Innovative investor incentives

If your innovative idea has real legs for commercialisation in business then the government has set up a tremendous incentive for venture capitalist investors. It’s a sign our politicians are wanting to support the innovation of entrepreneurial Australians and it’s also an indication of the global vision of these entrepreneurs. 

If your innovative idea has real legs for commercialisation in business then the government has set up a tremendous incentive for venture capitalist investors. It’s a sign our politicians are wanting to support the innovation of entrepreneurial Australians and it’s also an indication of the global vision of these entrepreneurs. The incentive is in the form of an Early Stage Innovation Company (ESIC) and they have a few criteria and advantages that are summarised.

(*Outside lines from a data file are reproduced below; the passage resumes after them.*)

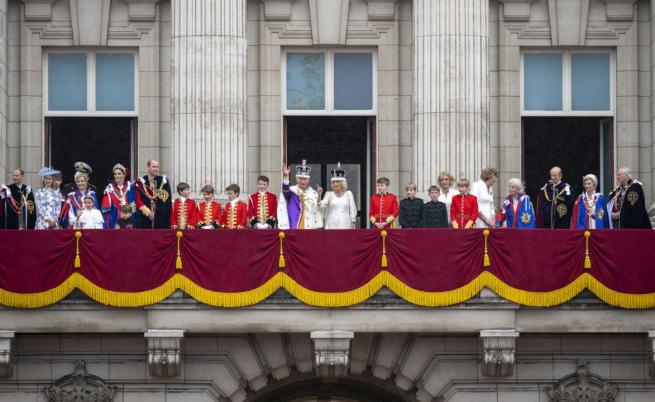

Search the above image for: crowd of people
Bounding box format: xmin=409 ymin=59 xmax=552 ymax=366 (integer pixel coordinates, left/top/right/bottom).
xmin=0 ymin=160 xmax=651 ymax=230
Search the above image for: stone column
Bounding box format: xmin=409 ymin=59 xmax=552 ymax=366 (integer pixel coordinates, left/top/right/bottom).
xmin=171 ymin=0 xmax=247 ymax=194
xmin=413 ymin=0 xmax=489 ymax=191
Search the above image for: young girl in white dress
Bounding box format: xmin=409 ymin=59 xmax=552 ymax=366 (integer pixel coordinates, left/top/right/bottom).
xmin=321 ymin=163 xmax=357 ymax=229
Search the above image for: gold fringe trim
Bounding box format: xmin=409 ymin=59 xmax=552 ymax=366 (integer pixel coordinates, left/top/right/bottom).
xmin=281 ymin=272 xmax=388 ymax=307
xmin=382 ymin=271 xmax=486 ymax=307
xmin=0 ymin=271 xmax=655 ymax=309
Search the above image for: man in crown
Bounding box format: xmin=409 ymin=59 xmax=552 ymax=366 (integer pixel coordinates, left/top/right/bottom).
xmin=277 ymin=159 xmax=323 ymax=229
xmin=248 ymin=176 xmax=277 ymax=229
xmin=134 ymin=160 xmax=172 ymax=229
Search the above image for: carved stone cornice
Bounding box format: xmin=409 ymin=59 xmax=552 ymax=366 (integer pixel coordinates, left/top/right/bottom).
xmin=547 ymin=360 xmax=619 ymax=402
xmin=500 ymin=0 xmax=535 ymax=22
xmin=144 ymin=329 xmax=184 ymax=377
xmin=21 ymin=0 xmax=57 ymax=21
xmin=262 ymin=0 xmax=293 ymax=21
xmin=123 ymin=0 xmax=159 ymax=22
xmin=43 ymin=360 xmax=118 ymax=402
xmin=480 ymin=330 xmax=519 ymax=377
xmin=368 ymin=0 xmax=398 ymax=21
xmin=311 ymin=331 xmax=355 ymax=377
xmin=0 ymin=331 xmax=15 ymax=377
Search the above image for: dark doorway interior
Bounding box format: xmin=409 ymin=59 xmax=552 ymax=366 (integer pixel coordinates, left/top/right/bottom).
xmin=523 ymin=117 xmax=614 ymax=200
xmin=285 ymin=116 xmax=371 ymax=227
xmin=46 ymin=117 xmax=136 ymax=191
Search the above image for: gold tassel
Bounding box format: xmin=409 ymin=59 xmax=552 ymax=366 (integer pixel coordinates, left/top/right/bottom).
xmin=277 ymin=232 xmax=287 ymax=268
xmin=175 ymin=230 xmax=184 ymax=269
xmin=380 ymin=230 xmax=389 ymax=268
xmin=73 ymin=230 xmax=82 ymax=268
xmin=482 ymin=229 xmax=491 ymax=267
xmin=585 ymin=230 xmax=591 ymax=269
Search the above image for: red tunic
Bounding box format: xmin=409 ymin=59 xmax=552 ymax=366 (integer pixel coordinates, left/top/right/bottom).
xmin=171 ymin=198 xmax=198 ymax=229
xmin=197 ymin=201 xmax=223 ymax=228
xmin=248 ymin=191 xmax=277 ymax=228
xmin=450 ymin=194 xmax=478 ymax=229
xmin=221 ymin=201 xmax=248 ymax=229
xmin=368 ymin=193 xmax=398 ymax=224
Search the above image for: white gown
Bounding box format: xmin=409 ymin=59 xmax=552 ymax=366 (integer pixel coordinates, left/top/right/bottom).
xmin=321 ymin=191 xmax=357 ymax=229
xmin=470 ymin=180 xmax=496 ymax=228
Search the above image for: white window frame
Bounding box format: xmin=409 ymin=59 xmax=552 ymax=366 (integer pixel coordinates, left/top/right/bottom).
xmin=280 ymin=48 xmax=378 ymax=116
xmin=520 ymin=48 xmax=616 ymax=117
xmin=42 ymin=48 xmax=139 ymax=117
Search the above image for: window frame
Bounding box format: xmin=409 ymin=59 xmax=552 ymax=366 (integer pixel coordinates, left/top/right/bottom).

From 1 July 2016, certain investors are able to access tax incentives in connection with investments in these qualifying early stage innovation companies. The concessions for early stage investors include a non-refundable tax offset and a CGT exemption.

Key Points:

  • Basic conditions:
    • The company issues the investor with new shares that are equity interests on or after 1 July 2016;
    • The investor and the company are not affiliates of each other; and
    • Immediately after the shares are issued, the investor does not hold more than 30% of the equity interests in the company.
  • The tax offset can also apply when a trust or partnership invests in an ESIC. In this case the tax offset is provided to certain beneficiaries of the trust or partners of the partnership.
  • The benefit of the tax offset can pass from a trust to its beneficiaries regardless of whether the trust has a profit or loss for the year and if the trust is a discretionary trust it appears that the trustee can choose how to split the tax offset.

Tax Benefits:

  1. Tax offset:  Non-refundable carry forward tax offset equal to 20% of the amount paid for their qualifying investments. This is capped at a maximum tax offset amount of $200,000 for the investor and their affiliates combined in each income year.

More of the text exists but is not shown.